Similarly, healing time in the collagenase-treated wounds was shorter when compared to the silver sulfadiazine treated wounds (p < 0.001).

  Despite both of these studies showing more rapid debridement as well as a shorter time to wound closure with the use of collagenase, neither of these articles reported anything regarding the final scar result. The present study addressed the scar outcome and found that the scar incidence was lower with the use of collagenase. Indeed, this was a retrospective review, which limited the validity of the conclusion. However, the observation made in this review should serve to prompt a prospective study.

  It is currently accepted that earlier wound closure results in less scarring. Though this is a generally accepted fact, the mechanism of early wound closure that decreases scar formation is unclear. The question remains as to whether the decreased hypertrophic scar is related to an earlier wound closure secondary to a more rapid debridement of the eschar or if it is related to the increased level of collagenase that decreases the rate of collagen production.

  Garner³ hypothesized the lack of an overlying epidermis resulted in excess fibroblast collagen synthesis. To test this hypothesis, human keratinocytes were added to a human fibroblast culture. A significant decrease in fibroblast collagen synthesis was demonstrated. Furthermore, this suppression of collagen synthesis was dose dependent, that is, the greater the percentage of keratinocyte conditioned medium, the greater the suppression of collagen synthesis. The addition of an unconditioned medium did not have any effect. A question remains: was this result simply related to the mere presence of the keratinocytes or were the keratinocytes releasing something, such as collagenase, which in turn decreased the collagen synthesis?

  Laboratory studies by Ghahary et al.⁴ involved establishing cultures of fibroblasts from both normal skin and hypertrophic tissue. Separate collagenase assays were then performed using both of these fibroblast cultures. Their findings revealed that the amount of mRNA for collagenase was lower in the hypertrophic fibroblasts than in the normal control fibroblasts. This study indicated that the reduced collagenase production and activity contributed to the excessive collagen deposition seen in hypertrophic scar.

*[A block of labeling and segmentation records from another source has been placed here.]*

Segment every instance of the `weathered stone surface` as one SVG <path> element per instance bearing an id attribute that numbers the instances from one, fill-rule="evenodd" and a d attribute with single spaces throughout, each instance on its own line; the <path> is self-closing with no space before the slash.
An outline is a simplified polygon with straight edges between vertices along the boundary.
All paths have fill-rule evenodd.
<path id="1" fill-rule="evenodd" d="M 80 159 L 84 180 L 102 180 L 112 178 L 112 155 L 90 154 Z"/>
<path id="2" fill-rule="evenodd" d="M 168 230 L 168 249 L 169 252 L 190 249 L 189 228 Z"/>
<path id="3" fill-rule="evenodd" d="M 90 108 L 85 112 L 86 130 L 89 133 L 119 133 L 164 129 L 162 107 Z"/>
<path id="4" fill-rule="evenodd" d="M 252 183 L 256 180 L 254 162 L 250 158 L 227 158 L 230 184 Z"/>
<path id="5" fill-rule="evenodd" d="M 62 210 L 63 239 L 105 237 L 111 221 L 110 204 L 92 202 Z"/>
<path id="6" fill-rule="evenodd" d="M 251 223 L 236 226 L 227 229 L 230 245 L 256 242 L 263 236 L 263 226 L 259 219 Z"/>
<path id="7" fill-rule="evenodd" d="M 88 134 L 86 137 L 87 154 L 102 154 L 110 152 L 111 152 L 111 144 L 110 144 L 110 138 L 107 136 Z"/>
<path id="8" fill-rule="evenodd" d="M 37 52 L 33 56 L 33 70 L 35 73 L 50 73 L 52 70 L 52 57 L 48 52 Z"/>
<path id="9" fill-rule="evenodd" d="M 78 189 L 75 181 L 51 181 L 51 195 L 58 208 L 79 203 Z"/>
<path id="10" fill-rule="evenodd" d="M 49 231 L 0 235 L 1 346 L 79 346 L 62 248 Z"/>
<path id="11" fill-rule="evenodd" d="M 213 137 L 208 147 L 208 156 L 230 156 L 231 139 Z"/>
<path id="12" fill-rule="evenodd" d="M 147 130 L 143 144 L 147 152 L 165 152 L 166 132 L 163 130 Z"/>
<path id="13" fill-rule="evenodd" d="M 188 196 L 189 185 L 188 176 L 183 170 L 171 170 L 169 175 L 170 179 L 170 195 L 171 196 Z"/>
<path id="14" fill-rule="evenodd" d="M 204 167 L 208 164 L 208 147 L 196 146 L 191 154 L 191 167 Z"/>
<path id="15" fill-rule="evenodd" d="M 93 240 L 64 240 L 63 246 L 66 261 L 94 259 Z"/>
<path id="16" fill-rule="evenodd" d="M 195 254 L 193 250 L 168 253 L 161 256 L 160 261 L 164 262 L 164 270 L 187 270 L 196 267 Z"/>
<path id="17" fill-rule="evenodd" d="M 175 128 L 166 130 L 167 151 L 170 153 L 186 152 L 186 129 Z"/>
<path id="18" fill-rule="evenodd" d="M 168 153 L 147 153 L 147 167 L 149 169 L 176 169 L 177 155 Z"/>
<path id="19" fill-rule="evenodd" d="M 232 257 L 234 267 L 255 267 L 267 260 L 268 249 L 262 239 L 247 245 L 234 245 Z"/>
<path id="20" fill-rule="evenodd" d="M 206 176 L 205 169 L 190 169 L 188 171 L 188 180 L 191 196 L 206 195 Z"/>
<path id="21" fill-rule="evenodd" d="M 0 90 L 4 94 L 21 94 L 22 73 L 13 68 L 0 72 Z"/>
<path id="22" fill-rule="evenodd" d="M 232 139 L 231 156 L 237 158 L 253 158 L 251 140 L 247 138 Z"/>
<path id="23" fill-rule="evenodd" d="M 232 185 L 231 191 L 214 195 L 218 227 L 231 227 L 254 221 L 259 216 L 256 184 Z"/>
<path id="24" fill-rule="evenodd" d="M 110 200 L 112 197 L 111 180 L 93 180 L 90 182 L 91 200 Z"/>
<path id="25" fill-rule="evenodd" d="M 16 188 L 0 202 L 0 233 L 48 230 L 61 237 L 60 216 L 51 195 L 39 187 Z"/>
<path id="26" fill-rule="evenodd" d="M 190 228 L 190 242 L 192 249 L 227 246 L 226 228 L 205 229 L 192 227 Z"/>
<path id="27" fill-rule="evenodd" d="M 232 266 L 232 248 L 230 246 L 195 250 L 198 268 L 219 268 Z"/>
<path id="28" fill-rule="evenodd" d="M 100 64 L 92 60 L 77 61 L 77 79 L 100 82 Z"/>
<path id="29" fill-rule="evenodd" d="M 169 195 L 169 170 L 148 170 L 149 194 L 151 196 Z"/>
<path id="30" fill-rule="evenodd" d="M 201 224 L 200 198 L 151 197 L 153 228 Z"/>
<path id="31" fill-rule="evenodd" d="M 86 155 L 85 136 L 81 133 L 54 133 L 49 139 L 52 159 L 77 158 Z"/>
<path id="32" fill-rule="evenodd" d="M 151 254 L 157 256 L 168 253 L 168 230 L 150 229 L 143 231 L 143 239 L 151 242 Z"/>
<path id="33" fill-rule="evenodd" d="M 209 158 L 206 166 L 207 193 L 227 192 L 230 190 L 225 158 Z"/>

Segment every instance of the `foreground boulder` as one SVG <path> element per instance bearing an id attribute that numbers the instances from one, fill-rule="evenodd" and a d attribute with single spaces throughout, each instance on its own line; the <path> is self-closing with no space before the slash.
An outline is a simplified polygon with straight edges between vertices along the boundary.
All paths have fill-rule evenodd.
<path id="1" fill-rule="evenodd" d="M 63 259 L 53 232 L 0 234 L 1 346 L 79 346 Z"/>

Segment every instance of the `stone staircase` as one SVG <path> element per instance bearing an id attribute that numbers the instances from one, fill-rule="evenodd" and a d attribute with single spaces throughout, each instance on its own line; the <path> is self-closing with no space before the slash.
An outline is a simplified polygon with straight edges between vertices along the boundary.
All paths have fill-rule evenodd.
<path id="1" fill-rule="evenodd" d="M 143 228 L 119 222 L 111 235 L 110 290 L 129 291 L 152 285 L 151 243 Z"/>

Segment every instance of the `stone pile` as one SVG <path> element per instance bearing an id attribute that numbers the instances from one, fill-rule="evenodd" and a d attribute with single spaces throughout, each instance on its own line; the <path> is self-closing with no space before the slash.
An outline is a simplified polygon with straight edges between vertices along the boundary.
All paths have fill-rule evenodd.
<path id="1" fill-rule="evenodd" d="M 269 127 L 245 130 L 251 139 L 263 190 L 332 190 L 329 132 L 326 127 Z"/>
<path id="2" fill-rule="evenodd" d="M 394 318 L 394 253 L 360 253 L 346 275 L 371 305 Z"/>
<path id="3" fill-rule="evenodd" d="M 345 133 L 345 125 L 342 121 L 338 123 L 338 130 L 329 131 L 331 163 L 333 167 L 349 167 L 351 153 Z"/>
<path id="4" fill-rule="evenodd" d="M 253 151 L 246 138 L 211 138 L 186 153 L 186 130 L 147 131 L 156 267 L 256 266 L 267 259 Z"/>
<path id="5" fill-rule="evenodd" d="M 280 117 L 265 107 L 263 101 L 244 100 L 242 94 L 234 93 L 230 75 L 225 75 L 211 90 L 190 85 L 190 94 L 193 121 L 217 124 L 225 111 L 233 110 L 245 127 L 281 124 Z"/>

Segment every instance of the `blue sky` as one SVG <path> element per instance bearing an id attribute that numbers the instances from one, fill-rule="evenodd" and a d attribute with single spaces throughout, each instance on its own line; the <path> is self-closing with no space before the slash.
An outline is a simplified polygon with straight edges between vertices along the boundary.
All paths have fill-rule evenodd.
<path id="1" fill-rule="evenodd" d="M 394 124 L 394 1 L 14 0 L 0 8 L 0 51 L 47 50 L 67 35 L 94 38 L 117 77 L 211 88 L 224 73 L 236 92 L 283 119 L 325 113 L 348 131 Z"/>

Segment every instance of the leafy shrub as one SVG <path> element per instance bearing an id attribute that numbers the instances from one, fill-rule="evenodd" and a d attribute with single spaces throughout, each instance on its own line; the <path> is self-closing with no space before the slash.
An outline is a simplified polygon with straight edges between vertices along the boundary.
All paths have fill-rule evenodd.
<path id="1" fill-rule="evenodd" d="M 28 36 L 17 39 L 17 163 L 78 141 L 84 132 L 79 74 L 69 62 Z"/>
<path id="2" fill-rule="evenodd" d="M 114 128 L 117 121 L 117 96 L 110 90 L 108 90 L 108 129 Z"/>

  Arakawa et al.⁵ performed a similar study. Dermal fibroblasts were cultured from hypertrophic scar as well as normal skin. Collagenase assays of the fibroblasts were performed. Their results indicated reduced collagenase gene expression in the hypertrophic scar fibroblasts. These findings were consistent with those of Ghahary et al.⁴

  The tissue inhibitor of metalloproteinase (TIMP) is known to naturally regulate the action of collagenase and, thus, raises the question as to whether the increased collagen production is related to an increase in TIMP rather than a decrease in actual production of collagenase. Ghahary et al.⁴ and Arakawa et al.⁵ discovered similar levels of TIMP mRNA in hypertrophic scar and normal cells. Thus, one would conclude that the increased hypertrophic scar is related to a decrease in the production of collagenase and not an increased inhibition on the existing collagenase.

Conclusion

  Scar formation as a result of burn injury remains a challenge to the burn care professional. Scar in functional areas can result in decreased function and even lead to an inability to perform one’s usual work tasks. Also, hypertrophic scar can leave unacceptable cosmetic results, especially when dealing with the face. The mechanism of scar is not well understood.